Deutsche Bank London, RZB, Bank Austria Creditanstalt and Bayerische Hypo- und Vereinsbank have been jointly mandated to arrange a US$100mn syndicated term loan for Nurbank, Kazakhstan. Proceeds will be used to finance specific trade finance transactions of select clients of Nurbank.
The mandated lead arrangers will soon launch the senior phase of syndication, which will be targeted primarily at Nurbank’s existing core relationship banks as well as a select group of banks active in the CIS financial institutions market.
The loan is priced at 1.65% per year. There is an extension option following completion of the two-year term
Nurbank was established with the support of the Akimat (local regional authorities) of Atyrau. Nurbank is a mid-sized bank with good asset quality, strong capitalisation and financial performance.
Previously it was the largest regional bank headquartered in Atyrau City, located in the western part of the country where most of the oil business is centred. Since 2003 the bank has relocated its head office to Almaty, the financial capital of the country, for more business opportunities.
Nurbank is a universal financial institution providing core banking activities. The Bank’s primary business consists of corporate and retail banking. With an extensive branch network, covering all the country’s major economic regions, the bulk of the bank’s revenues come from corporate banking.
However, the bank’s main strategy is to focus on increasing its SME business and retail market shares in the strategically important industrial and financial regions of Kazakhstan.
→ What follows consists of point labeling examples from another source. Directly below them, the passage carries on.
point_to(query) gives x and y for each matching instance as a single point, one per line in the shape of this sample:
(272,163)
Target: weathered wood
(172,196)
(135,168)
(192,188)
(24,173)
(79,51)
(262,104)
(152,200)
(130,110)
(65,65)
At the end of 2006, Nurbank was ranked seventh in the country in terms of total assets.
Nurbank benefits from its supportive ownership structure, consisting of a number of local companies. Since Nurbank’s change in ownership in 1999, shareholders have recapitalised the bank regularly. As of January 1, 2007, Nurbank’s total capital, calculated in accordance with FMSA requirements, was Kt24.313bn, including Tier I capital of Kt21.222bn (an increase by 79.26% as compared with that index as of January 1, 2006).